Anderegg particularly criticizes the bold claims made by the restorers at the time of the film's 1992 release, including Beatrice Welles's statements "This is a film that no one has seen", that it was a "lost film", and that it was "never given a theatrical release" (all of which are untrue), and he dismisses as hyperbolic the judgment of film restorer Michael Dawson that Welles's original dubbing was like "Japanese sci-fi." Instead, Anderegg argues that Othello was simply seldom screened. Jonathan Rosenbaum has defended the out-of-synchronization dubbing of some lines in Welles's original version, pointing out it was typical of European films of the early 1950s, and likening modern attempts to resynchronize it to the proposed colorisation of Citizen Kane.

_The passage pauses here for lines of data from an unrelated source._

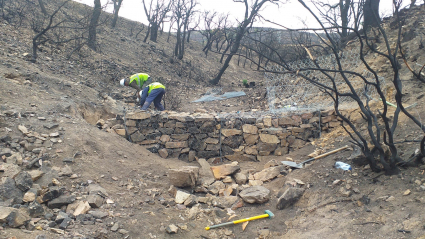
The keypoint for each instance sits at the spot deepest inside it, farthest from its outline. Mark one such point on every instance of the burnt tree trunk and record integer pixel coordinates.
(371, 14)
(117, 6)
(93, 24)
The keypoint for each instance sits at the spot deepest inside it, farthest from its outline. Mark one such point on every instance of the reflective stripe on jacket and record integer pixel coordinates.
(155, 85)
(140, 78)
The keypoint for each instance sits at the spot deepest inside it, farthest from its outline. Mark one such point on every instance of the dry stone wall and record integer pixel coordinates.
(186, 136)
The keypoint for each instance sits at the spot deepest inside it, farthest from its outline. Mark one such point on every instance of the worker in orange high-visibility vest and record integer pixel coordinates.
(136, 81)
(152, 93)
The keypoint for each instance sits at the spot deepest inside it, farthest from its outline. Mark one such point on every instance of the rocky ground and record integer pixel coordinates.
(63, 177)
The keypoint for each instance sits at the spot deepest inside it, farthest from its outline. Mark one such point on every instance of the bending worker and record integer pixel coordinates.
(153, 92)
(136, 81)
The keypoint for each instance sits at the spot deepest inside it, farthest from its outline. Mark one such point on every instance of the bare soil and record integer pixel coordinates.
(73, 96)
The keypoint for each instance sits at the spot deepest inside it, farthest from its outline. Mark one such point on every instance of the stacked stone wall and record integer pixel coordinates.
(186, 136)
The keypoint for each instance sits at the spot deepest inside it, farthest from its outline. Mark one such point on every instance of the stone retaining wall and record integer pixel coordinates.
(186, 136)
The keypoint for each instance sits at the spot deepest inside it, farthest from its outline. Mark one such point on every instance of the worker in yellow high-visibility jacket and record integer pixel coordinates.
(137, 81)
(152, 93)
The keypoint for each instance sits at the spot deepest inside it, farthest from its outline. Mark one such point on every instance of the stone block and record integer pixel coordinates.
(286, 121)
(175, 145)
(289, 197)
(241, 157)
(185, 176)
(137, 137)
(149, 141)
(181, 196)
(230, 132)
(270, 139)
(95, 201)
(251, 139)
(163, 153)
(240, 178)
(208, 154)
(255, 194)
(61, 201)
(130, 123)
(166, 130)
(139, 115)
(251, 150)
(82, 208)
(267, 121)
(180, 137)
(224, 170)
(23, 181)
(211, 141)
(334, 124)
(268, 174)
(212, 147)
(249, 129)
(9, 190)
(233, 141)
(191, 156)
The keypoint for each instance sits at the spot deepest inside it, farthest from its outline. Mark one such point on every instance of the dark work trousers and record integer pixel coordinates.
(155, 96)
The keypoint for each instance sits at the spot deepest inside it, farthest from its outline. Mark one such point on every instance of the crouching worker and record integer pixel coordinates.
(152, 93)
(137, 81)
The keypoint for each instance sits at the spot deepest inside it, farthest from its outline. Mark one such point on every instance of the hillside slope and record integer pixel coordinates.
(48, 114)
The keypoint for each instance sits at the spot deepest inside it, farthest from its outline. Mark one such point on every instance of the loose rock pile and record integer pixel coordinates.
(200, 190)
(186, 136)
(33, 193)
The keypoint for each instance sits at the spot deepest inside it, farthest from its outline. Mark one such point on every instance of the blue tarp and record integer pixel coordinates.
(214, 97)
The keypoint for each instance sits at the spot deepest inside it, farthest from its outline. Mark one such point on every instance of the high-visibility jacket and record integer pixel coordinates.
(155, 85)
(140, 79)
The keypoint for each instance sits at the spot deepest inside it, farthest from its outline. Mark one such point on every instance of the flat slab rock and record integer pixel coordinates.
(255, 194)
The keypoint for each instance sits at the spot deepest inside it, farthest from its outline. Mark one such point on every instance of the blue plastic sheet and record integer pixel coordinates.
(213, 97)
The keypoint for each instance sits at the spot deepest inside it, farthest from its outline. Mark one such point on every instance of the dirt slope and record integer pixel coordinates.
(336, 204)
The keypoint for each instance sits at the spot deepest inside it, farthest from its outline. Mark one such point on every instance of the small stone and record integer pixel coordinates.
(23, 129)
(65, 171)
(68, 160)
(65, 223)
(55, 182)
(95, 201)
(268, 173)
(35, 174)
(163, 153)
(227, 179)
(390, 198)
(240, 178)
(60, 217)
(98, 214)
(82, 208)
(181, 197)
(172, 229)
(58, 231)
(224, 170)
(23, 181)
(115, 227)
(185, 176)
(6, 152)
(344, 192)
(61, 201)
(255, 194)
(289, 197)
(29, 196)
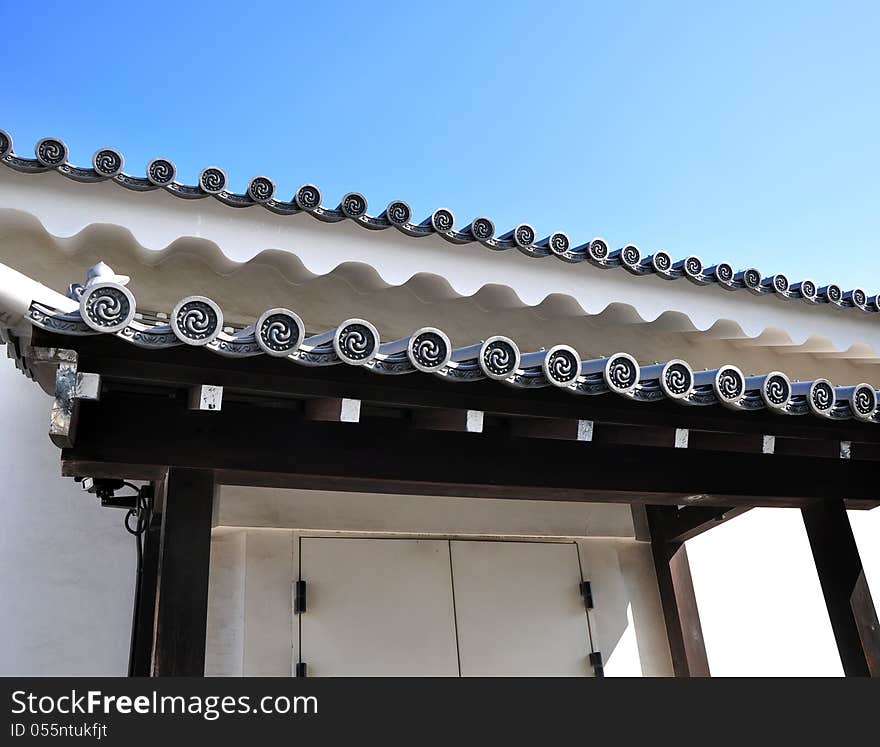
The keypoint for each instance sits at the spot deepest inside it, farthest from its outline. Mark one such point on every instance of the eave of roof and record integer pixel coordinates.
(106, 306)
(107, 165)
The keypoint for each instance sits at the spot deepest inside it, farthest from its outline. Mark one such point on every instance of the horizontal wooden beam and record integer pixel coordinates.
(274, 446)
(120, 362)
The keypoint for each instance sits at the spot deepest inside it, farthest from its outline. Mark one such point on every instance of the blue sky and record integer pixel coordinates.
(747, 132)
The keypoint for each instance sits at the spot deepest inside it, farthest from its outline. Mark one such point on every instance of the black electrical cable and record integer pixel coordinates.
(142, 512)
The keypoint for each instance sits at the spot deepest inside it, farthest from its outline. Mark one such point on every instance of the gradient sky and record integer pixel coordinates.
(742, 131)
(739, 131)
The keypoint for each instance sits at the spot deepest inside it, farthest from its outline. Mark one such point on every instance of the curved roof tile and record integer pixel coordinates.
(107, 164)
(107, 306)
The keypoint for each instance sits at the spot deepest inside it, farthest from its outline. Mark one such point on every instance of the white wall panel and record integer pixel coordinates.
(627, 620)
(519, 609)
(377, 607)
(224, 641)
(268, 604)
(67, 564)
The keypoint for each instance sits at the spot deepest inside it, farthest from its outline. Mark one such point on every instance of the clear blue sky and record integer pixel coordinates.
(741, 131)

In 2014 Carlotta Films U.S. released a 2K digital restoration of the 1992 version on D.C.P. This digital version premiered in Dallas at the 2014 USA Film Festival, and subsequently played in other cities on the art-house circuit. The New Yorker reported that the monaural soundtrack was a great improvement on the previous version of the restoration — "much more appropriate for a low-budget, black-and-white 1952 release."

===Home media===
On 26 September 2017, The Criterion Collection released both the European and 1955 US versions of Othello on Blu-ray and DVD. Special features include the short film Return to Glennascaul (1951); audio commentary by Peter Bogdanovich and Myron Meisel; and interviews with Simon Callow, Joseph McBride, François Thomas and Ayanna Thompson.